In an effort to give Florida voters a chance to decide for themselves whether civilians should possess weapons of war, former Senate Democratic Leader Chris Smith last week filed an amendment with the Constitution Revision Commission (CRC) which, if the voters agree, would ban assault weapons in The Sunshine State.
“Since the 2016 horrific shooting at Pulse nightclub in Orlando, and especially after the Valentine’s Day tragedy at Stoneman Douglas High School, Floridians have signaled their support for an assault weapons ban,” said Smith, who is currently a member of the 2017-2018 CRC and may directly submit an amendment proposal. “Since the Legislature did not act, I wanted to give the people the power to decide for themselves.”
The CRC is a 37-member organization established every 20 years, tasked with reviewing the state constitution and recommending any needed changes. Members are appointed by the Governor, Attorney General, the Supreme Court Chief Justice, Senate President and House Speaker.

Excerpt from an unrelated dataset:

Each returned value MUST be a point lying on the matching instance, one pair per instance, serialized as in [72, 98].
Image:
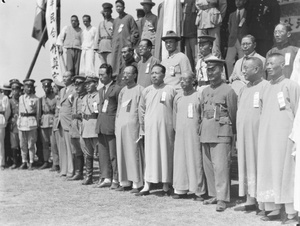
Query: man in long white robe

Sale or transfer of ARs would be prohibited
Under Smith’s proposal the sale or transfer of assault weapons would be prohibited. The legislature may enact legislation within the amendment’s framework to provide exceptions to the prohibition on the transfer of assault weapons legally possessed prior to the effective date of the ban.
In his amendment, an “assault weapon” is defined as a semiautomatic rifle that is able to accept a detachable magazine, belt, drum, feed strip, or similar device that is capable of holding more than ten rounds of ammunition, or that has a fixed magazine capable of holding more than ten rounds of ammunition.
The amendment, which will now undergo vetting by the CRC committee process, must garner 22 votes by the full CRC membership in order to appear on the November 2018 ballot.
If successful, and if 60 percent of Florida’s voters then sign off on the Smith amendment, the assault weapons ban would become part of Florida’s state constitution.